La participation à des projets de recherche par des équipes composées de chercheurs et de praticiens de l’Éducation nationale permettrait la mise en contact directe des personnels avec la recherche et ses investigations de terrain, sur des thématiques qui interrogent leur établissement.

Ces établissements apprenants seraient soutenus par des laboratoires, sur le modèle japonais des lesson studies.

💡Ils l’ont fait à l’étranger

Historiquement développé en Asie et au Japon en particulier, le modèle des lesson studies s’est ensuite largement généralisé dans certains pays anglo-saxons, comme un mode alternatif de formation continue aux pratiques traditionnelles de cours ex cathedra. Ce modèle de formation permet d’intégrer au quotidien les résultats de la recherche la plus récente.

Dans une première phase, des enseignants construisent ensemble la meilleure séance possible sur un thème donné, en lien avec les résultats issus de la recherche, pour que, dans un deuxième temps, l’un d’entre eux la mette en œuvre avec ses élèves. Après observation et analyse de la séance, les enseignants se réunissent à nouveau : celui qui l’a animée s’exprime le premier, puis ses collègues présentent chacun à leur tour leurs propres analyses. Le groupe prend alors en compte les retours effectués afin d’améliorer la séance dans un nouveau processus collectif, ou tout simplement pour appliquer individuellement les enseignements tirés.

Soutenir les publics les moins expérimentés par des accompagnements dédiés

💡Ils l’ont fait à l’étranger

En Écosse, les futurs enseignants ont une période d’un an après leur formation initiale au cours de laquelle ils peuvent choisir de suivre le programme « Teacher Induction Scheme » (TIS) ou « Flexible Route » qui est plus adapté à certains cas particuliers (temps partiel, école privée…). Au début de l’année, ils élaborent avec un tuteur un programme d’action de développement professionnel qui doit leur permettre de valider des compétences professionnelles. Ils consacrent 80 % de leur emploi du temps à l’enseignement et 20 % au développement professionnel, ce qui correspond à 4h30 par semaine. Le temps consacré au développement professionnel peut prendre diverses formes comme du travail collaboratif, des observations d’enseignants plus expérimentés, des auto-évaluations, des discussions avec leur tuteur ou des actions de formation continue.

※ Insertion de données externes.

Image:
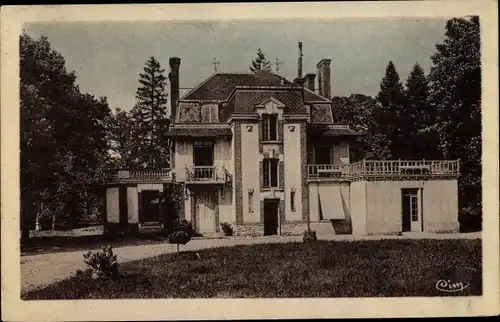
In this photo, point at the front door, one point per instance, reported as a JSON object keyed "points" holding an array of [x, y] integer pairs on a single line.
{"points": [[412, 213], [271, 207], [150, 206], [205, 203]]}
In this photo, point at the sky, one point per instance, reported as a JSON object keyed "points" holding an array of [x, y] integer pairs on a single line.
{"points": [[108, 57]]}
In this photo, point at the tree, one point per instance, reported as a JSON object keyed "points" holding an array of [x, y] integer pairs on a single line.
{"points": [[418, 133], [455, 93], [389, 114], [260, 62], [58, 177], [149, 117], [357, 112]]}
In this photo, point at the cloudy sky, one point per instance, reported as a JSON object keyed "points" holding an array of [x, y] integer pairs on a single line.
{"points": [[108, 57]]}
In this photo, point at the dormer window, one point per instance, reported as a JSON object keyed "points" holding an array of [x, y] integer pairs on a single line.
{"points": [[209, 113], [269, 127]]}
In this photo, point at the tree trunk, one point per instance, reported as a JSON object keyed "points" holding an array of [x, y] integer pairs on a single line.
{"points": [[53, 222]]}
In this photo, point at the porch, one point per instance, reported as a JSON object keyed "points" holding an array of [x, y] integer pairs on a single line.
{"points": [[410, 169], [139, 176]]}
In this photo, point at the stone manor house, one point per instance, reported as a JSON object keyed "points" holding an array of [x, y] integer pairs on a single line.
{"points": [[264, 154]]}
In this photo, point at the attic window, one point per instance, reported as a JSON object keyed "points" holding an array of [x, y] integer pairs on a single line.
{"points": [[269, 127], [209, 114]]}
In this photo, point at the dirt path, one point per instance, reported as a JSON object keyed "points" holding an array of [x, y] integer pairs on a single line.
{"points": [[44, 269]]}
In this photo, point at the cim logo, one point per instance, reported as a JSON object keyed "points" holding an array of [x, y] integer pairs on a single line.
{"points": [[449, 286]]}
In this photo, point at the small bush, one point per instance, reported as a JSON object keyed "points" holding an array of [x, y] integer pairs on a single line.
{"points": [[182, 234], [309, 236], [227, 229], [103, 263]]}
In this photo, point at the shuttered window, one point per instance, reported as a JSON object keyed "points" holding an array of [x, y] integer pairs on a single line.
{"points": [[270, 173], [269, 127]]}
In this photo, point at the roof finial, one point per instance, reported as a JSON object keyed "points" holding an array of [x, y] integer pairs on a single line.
{"points": [[215, 63]]}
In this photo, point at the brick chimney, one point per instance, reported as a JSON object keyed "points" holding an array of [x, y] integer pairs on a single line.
{"points": [[324, 78], [173, 76], [309, 82]]}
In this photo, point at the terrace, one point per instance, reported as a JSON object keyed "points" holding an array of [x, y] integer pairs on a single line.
{"points": [[385, 169]]}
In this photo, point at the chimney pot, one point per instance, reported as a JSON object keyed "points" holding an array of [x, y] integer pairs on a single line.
{"points": [[309, 81], [324, 78]]}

Ces programmes s’adresseraient prioritairement aux contractuels, professeurs de LP et plus largement les personnels entamant une seconde carrière : ces programmes seront particulièrement présents dans les territoires les plus défavorisés qui accueillent souvent davantage de contractuels.

Valoriser la formation continue dans la carrière des personnels

Chaque personnel doit pouvoir profiter d’un applicatif permettant de visualiser son parcours de formation continue et de stocker ses ressources de formation pour son usage ou le partage avec d’autres collègues.

Les professionnels doivent pouvoir exprimer leurs besoins et valoriser leur engagement dans la formation continue lors de ces rendez-vous.

Les compétences développées en formation continue ont vocation à être partagées dans les établissements (par exemple au sein d’équipes disciplinaires ou interdisciplinaires, ou par du tutorat). Ces missions seraient adossées à des indemnités de missions particulières (IMP). Mettre en place dans l’enseignement primaire une organisation proche dans ses objectifs, adaptée à ce contexte d’enseignement.